Заценил, какое старьё на линии? – сказал Корытину Серёга в первый день знакомства. – Мы его уже списанным ставили, и ничего, дышит маленько, хоть и ржавое. Тут половина всего, – обвёл он рукой заводское помещение, – или списанное, или которое мы с Гоги по ночам тырили.

Экономный человек хозяин? – аккуратно спросил Корытин.

Жмот, – ответил Серёга.

Подёнщики, а в основном подёнщицы, жители прилегавших к территории бывшего комбината кварталов частного сектора, ветхих двухэтажных бараков и хрущёвок, сразу после остановки разливочной линии, получив расчёт, уходили домой, а Корытин со слесарями готовил оборудование к завтрашнему дню, смазывал, регулировал, проверял и снова регулировал. Закончив работу, они шли через закоулки бывшего комбината к остановке общественного транспорта, конечной для нескольких троллейбусных и автобусных маршрутов. У выхода с территории, рядом с остановкой, стоял небольшой магазин, который Георгий Давидович именовал фирменным, а Серёга – «наша забегаловка». Они разъезжались по домам, чтобы утром снова сойтись у «забегаловки» и дойти через закоулки до проходной, где уже занимали очередь подёнщики и подёнщицы. Переодевались и начинали запускать оборудование на холостом ходу. Ближе к девяти кто-нибудь из хозяйских земляков выходил за проходную и отбирал людей на сегодняшний день, иногда по установленной ими очереди, но чаще по собственному усмотрению. Остальным говорил: «Приходите завтра», а мог и молча уйти на территорию. По линии начинала двигаться «Сибирская», «Хвойная особая», «Таёжный настой» или ещё что-нибудь, Корытин и Серёга ходили вдоль линии, готовые в любой момент отреагировать на её остановку, грузчики подкатывали штабеля пустых бутылок или загружали готовой продукцией «газели», а хозяйские земляки наблюдали за происходящим с окружающих разливочный цех антресолей.

 

Ирину притянули таинские театры, состязавшиеся в привлекательности репертуара. «Как хорошо, что мы снова здесь», – радовалась она, и её радость скрашивала Алексею будни у водочной линии. Корытины возобновили знакомство с Костей Кольцовым и его женой Ларисой, но дальше пары семейных встреч дело не продвинулось. То ли Ларисе показалось, что её Костя как-то особенно смотрит на Ирину, то ли Ирине показалось, что Лариса так решила, но Ира сказала мужу: «Ты с ним дружишь, ты и дружи». По выходным они ездили в Хвойный, или Анечка с мужем и дочерями приезжали к ним. Всё было хорошо, и только оставшиеся после переезда и обустройства деньги подходили к концу. Шёл второй месяц работы Корытина на заводе, и однажды он поинтересовался у бухгалтера:

Елена Васильевна, когда зарплату ждать?

Спрашивайте у директора, – ответила та, – когда скажет, тогда и выдам.

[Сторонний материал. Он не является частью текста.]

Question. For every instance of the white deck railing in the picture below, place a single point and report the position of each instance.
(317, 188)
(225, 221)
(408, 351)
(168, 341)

Денег пока нет, – ответил ему Георгий Давидович, – ждите.

Как долго?

Сколько понадобится, столько и будете ждать, – неожиданно жёстко ответил директор, – и вообще у вас ещё испытательный срок не кончился. И я не решил, сколько вам платить.

Корытин поинтересовался у Серёги:

Давно здесь так?

Года два.

И что мне делать?

Пилѝ Гоги черепушку. Как пропилишь, может, тогда.

Но он же подённым каждый день платит. На водке да денег не иметь?

Им один день не заплати, на другой никто не придёт, вот и платит.

А остальным?

Кому как. Мне чуть не за год должен, за все годы накопилось. Я ж сказал: жмот.

Услышанное напрягло Корытина, но не так, чтобы немедленно уволиться. Однажды, возвращаясь домой, вспомнил он приглашение Кости: «Захочешь увидеть меня, заходи в писательскую, по вечерам я всегда там». У Иры была вторая смена, дома никто пока не ждал его, и он вышел из троллейбуса в центре города. На третьем этаже старинного здания светились окна писательской организации, и он вошёл. Костя увидел друга и помахал ему рукой, что могло значить только «садись, где найдёшь». За длинным дубовым столом в просторной, украшенной дубовыми панелями комнате свободных мест не было, и он присел на стул у окна. Костя главенствовал за этим столом, и Корытин поразился, как изменился его прежде замкнутый, погружённый в себя друг. Теперь он был центром притяжения. К нему, как металлические пылинки к магниту, летели реплики, мнения, вопросы, и Корытин понял, что Костя купается в этой волне общего интереса.

Иссяк поток мнений о стихах невысокого парня с хорошо поставленными дикцией и жестом. Как понял Корытин, театрального актёра по профессии. И Кольцов объявил:

А сейчас у нас презентация. Евгения Ростиславовна, слово вам.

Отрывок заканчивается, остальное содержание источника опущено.